These two grounds for denial of pre-trial discovery have different purposes and characteristics. The purpose of the attorney-client privilege is to encourage full disclosure of information between an attorney and his client by guarantying the inviolability of their confidential communications. Monier v. Chamberlain, 66 Ill.App.2d 472, 213 N.E.2d 425, 433 (1966); 8 Wigmore, Evidence, (McNaughton rev. 1961) s. 2291, p. 545. Communications so privileged are not available on discovery nor are they admissible at the trial itself except on the client's consent. Kemeny v. Skorch, 22 Ill.App.2d 160, 164, 159 N.E.2d 489. This does not mean, however, that the observations and conclusions of the experts cannot be testified to and admitted in evidence as relevant facts on the issues being tried. People ex rel. Dept. of Public Works v. Donovan, 57 Cal.2d 346, 355, 19 Cal.Rptr 473, 369 P.2d 1; 14 Stan.L.Rev. 455, 469. The purpose for the protection accorded the work product of a lawyer is to preserve our adversary system of litigation by assuring an attorney that his private files shall, except in unusual circumstances (good cause or necessity), remain free from encroachments by his adversary. Frank C. Sparks Company v. Huber Baking Company, 10 Terry 267, 49 Del. 267, 269, 114 A.2d 657. Matters which constitute the work product of the lawyer may be subject to discovery for good cause shown, and if material and relevant may be admitted in evidence at the trial. Therrien v. Public Service Company, 99 N.H. 197, 199, 108 A.2d 48; Hickman v. Taylor, 329 U.S. 495, 511, 67 S.Ct. 385, 91 L.Ed. 451; Day v. Illinois Power Company, 50 Ill.App.2d 52, 199 N.E.2d 802 (1964); 23 Am.Jur.2d, Depositions and Discovery, s. 195, p. 552.
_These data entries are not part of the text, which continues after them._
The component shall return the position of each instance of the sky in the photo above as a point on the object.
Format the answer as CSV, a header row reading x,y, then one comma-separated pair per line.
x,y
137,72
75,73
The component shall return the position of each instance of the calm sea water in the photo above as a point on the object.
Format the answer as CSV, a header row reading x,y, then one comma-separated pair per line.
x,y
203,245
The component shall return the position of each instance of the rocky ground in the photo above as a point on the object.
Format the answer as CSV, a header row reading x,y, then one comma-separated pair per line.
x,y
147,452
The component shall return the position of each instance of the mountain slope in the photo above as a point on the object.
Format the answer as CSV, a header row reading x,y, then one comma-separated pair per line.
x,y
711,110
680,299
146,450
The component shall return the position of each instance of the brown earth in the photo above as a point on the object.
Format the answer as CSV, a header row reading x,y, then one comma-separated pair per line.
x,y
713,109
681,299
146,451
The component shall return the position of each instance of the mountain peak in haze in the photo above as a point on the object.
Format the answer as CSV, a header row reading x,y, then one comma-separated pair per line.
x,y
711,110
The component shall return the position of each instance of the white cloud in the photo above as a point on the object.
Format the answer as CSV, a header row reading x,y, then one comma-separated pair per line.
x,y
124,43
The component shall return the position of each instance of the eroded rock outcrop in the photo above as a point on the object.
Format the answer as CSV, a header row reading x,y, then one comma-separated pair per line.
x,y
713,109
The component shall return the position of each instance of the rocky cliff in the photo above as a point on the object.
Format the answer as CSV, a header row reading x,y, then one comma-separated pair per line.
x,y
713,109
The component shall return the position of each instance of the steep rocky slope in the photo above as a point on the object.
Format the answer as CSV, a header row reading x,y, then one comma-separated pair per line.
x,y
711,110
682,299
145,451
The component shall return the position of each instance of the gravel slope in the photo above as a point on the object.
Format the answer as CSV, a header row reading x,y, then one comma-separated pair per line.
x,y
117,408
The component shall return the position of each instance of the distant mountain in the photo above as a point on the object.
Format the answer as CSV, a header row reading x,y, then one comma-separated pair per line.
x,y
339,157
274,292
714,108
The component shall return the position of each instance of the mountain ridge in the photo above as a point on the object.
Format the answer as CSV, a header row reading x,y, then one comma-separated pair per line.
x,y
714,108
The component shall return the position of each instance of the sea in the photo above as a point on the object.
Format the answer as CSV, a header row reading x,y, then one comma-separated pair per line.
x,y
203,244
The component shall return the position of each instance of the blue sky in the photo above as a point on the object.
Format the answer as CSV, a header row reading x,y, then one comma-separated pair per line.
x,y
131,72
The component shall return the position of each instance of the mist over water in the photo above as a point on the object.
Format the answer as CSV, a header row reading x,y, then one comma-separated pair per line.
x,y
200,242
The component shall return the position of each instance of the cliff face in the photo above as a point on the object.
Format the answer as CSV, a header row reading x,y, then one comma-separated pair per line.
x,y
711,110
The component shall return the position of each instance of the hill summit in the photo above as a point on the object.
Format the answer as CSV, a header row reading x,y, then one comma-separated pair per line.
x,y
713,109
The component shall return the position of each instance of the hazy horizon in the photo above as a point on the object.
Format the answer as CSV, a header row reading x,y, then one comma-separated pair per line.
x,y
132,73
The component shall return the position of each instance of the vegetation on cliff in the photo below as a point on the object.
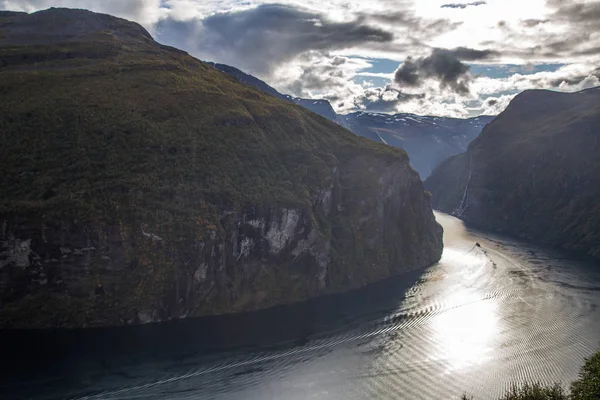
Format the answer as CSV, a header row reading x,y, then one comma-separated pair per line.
x,y
586,387
131,172
534,172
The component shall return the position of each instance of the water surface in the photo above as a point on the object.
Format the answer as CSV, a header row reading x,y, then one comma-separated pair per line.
x,y
479,320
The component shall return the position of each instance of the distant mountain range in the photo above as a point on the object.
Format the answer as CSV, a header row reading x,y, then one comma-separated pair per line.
x,y
427,140
141,185
321,107
534,172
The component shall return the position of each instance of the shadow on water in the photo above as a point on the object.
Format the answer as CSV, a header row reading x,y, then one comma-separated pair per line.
x,y
51,357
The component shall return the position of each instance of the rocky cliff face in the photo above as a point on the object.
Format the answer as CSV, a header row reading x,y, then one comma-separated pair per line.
x,y
533,172
427,140
142,185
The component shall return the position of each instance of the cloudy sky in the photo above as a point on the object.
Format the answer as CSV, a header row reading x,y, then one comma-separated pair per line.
x,y
428,57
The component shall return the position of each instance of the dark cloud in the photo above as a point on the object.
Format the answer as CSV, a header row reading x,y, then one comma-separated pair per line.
x,y
425,28
573,80
261,38
531,23
386,99
338,61
464,5
578,12
444,65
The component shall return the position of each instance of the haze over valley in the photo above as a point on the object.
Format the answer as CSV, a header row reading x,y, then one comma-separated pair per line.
x,y
342,200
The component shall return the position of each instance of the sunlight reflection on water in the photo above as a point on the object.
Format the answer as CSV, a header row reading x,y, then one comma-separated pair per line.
x,y
465,330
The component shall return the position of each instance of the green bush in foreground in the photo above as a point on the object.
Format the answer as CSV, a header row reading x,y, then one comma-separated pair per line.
x,y
587,387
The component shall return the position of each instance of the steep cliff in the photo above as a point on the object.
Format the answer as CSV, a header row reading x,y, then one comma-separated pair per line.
x,y
140,184
427,140
533,172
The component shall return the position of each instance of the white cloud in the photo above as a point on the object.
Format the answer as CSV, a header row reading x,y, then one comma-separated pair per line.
x,y
323,46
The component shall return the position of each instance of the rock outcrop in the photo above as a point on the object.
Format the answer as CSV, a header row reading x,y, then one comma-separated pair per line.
x,y
534,172
140,185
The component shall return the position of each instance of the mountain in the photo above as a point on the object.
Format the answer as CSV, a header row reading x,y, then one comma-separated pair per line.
x,y
321,107
534,172
427,140
140,184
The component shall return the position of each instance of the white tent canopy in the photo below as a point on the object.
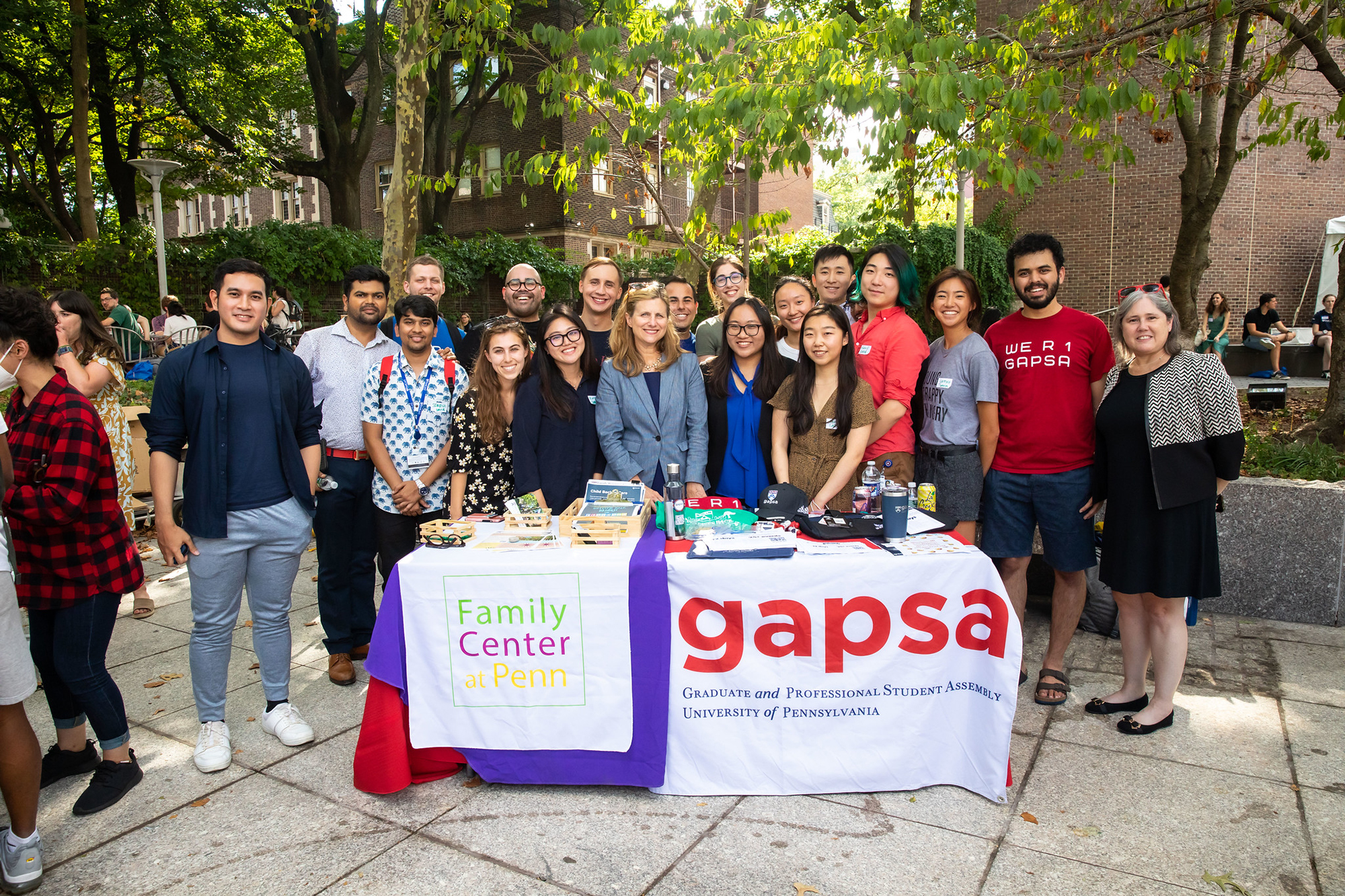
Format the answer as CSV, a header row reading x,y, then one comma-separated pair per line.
x,y
1331,260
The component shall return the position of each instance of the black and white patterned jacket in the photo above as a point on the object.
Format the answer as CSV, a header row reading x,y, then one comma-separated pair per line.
x,y
1194,428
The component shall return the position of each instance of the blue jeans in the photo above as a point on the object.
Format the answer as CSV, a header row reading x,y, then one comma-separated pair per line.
x,y
345,529
69,647
263,551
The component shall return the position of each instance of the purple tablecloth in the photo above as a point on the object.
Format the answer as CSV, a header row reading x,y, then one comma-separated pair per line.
x,y
642,764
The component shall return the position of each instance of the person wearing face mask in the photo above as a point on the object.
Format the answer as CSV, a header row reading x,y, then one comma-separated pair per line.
x,y
728,279
958,403
1169,439
482,455
890,349
739,384
556,447
524,294
793,298
601,287
652,399
824,413
76,555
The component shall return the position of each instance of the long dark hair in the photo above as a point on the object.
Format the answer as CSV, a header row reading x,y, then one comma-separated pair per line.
x,y
95,341
771,368
806,373
549,376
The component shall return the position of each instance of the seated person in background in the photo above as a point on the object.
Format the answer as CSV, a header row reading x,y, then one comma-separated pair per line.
x,y
739,385
1258,335
820,451
1217,326
1323,333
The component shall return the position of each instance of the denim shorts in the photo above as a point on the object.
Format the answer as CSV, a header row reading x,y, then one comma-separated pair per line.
x,y
1015,503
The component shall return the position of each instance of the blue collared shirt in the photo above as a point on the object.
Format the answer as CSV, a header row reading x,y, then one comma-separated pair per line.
x,y
192,407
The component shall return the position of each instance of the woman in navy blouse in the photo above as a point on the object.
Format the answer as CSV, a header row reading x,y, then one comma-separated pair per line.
x,y
739,382
556,446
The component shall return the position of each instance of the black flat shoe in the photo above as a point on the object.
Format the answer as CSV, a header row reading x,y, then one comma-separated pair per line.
x,y
1100,708
64,763
1128,725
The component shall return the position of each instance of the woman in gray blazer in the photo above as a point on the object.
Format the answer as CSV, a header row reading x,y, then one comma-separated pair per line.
x,y
652,399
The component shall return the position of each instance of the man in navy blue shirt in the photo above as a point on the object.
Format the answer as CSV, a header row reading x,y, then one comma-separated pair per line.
x,y
247,409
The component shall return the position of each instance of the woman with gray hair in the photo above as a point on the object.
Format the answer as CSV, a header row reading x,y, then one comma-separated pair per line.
x,y
1169,440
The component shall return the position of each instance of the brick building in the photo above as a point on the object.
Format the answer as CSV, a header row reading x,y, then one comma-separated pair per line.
x,y
1266,236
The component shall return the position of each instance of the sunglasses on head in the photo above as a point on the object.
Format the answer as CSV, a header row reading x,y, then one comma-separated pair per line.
x,y
1145,287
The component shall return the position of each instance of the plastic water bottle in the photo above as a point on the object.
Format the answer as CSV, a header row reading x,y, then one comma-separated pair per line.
x,y
675,505
871,482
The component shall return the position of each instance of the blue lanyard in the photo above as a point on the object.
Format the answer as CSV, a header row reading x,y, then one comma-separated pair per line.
x,y
416,411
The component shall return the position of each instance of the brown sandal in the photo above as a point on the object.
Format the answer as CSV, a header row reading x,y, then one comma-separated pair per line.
x,y
1051,686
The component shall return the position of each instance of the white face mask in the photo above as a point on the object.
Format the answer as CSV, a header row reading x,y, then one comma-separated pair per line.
x,y
9,380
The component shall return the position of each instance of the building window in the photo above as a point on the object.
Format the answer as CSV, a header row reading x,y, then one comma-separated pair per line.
x,y
385,182
492,171
603,177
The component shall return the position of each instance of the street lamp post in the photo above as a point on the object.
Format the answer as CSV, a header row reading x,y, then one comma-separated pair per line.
x,y
154,171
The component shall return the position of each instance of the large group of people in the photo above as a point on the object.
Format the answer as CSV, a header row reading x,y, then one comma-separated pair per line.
x,y
392,417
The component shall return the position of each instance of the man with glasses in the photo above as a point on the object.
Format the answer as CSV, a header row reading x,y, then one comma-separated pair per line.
x,y
524,294
684,306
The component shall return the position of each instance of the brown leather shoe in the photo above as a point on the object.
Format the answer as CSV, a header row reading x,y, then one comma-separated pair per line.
x,y
341,670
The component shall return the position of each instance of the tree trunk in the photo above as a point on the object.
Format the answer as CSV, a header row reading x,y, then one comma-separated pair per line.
x,y
80,119
401,212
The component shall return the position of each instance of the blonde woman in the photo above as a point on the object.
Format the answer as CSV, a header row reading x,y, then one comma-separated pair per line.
x,y
652,407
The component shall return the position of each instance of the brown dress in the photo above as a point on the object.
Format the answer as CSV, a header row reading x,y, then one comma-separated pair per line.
x,y
814,456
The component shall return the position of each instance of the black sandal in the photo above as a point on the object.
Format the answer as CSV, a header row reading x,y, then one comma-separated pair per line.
x,y
1062,689
1128,725
1100,708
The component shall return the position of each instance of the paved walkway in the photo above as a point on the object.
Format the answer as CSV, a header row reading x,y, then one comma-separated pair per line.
x,y
1250,782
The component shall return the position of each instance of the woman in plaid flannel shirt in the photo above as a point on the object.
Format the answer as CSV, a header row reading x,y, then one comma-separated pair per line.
x,y
75,549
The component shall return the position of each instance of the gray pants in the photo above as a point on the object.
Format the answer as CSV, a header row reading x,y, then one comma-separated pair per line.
x,y
263,551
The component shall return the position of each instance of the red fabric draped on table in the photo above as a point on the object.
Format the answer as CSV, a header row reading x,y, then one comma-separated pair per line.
x,y
385,760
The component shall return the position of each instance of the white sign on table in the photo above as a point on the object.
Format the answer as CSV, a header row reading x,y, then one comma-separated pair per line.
x,y
828,674
521,650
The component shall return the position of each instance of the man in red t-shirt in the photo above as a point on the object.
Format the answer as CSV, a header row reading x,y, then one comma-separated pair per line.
x,y
1052,365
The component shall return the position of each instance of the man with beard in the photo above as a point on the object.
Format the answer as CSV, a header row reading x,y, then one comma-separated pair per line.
x,y
1052,365
338,358
524,294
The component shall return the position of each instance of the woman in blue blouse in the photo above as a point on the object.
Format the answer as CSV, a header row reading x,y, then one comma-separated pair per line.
x,y
739,382
556,447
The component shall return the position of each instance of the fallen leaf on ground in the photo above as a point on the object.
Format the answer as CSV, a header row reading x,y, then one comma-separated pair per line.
x,y
1225,881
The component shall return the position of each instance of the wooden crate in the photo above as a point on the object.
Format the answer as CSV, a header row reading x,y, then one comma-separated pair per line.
x,y
630,525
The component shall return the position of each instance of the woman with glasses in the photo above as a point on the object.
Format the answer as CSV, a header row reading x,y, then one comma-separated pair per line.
x,y
556,447
822,415
728,280
482,456
739,384
652,399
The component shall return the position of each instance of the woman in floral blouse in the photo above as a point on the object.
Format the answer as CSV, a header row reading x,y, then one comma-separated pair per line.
x,y
482,456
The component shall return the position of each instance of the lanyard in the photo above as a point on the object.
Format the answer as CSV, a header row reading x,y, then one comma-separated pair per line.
x,y
416,411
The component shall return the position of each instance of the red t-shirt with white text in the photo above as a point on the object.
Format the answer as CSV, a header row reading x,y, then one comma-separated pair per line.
x,y
1047,369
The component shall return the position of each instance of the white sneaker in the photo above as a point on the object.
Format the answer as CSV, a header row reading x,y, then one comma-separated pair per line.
x,y
215,752
287,725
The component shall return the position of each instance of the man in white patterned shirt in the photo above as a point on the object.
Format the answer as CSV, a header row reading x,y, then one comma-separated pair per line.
x,y
408,408
338,358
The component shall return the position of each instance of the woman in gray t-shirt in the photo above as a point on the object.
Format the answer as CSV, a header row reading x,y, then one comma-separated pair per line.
x,y
960,397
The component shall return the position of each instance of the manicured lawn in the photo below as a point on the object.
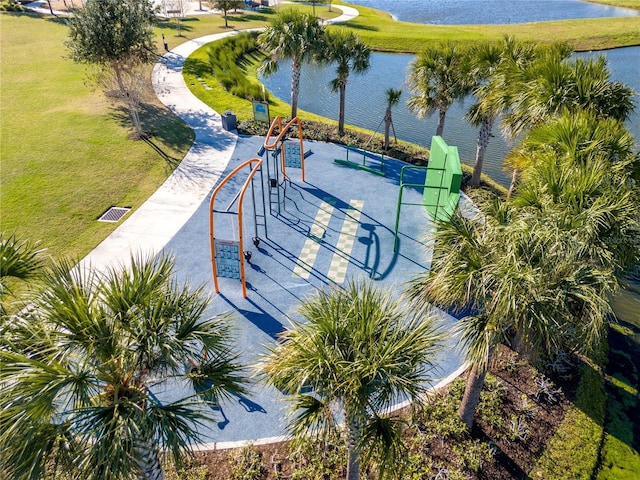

The work product of a lawyer consists generally of his 'mental impressions, conclusions, opinions or legal theories'. Hickman v. Taylor, supra, 329 U.S. 508, 67 S.Ct. at 392. It may consist of correspondence, memoranda, reports, such as those of real estate appraisers, exhibits, trial briefs, drafts of proposed pleadings, plans for presentation of proof, statements, and other matters, obtained by him or at his direction in the preparation of a pending or reasonably anticipated case on behalf of a client. Scourtes v. Fred W. Albrecht Grocery Co., D.C., 15 F.R.D. 55, 58; James, Civil Procedure, (1965) s. 6.9, p. 205; 74 Harv.L.Rev. 940, 1030-1031. See State ex rel. Regan v. Superior Court, 102 N.H. 224, 227, 153 A.2d 403; State v. Superior Court, 106 N.H. 228, 231, 208 A.2d 832.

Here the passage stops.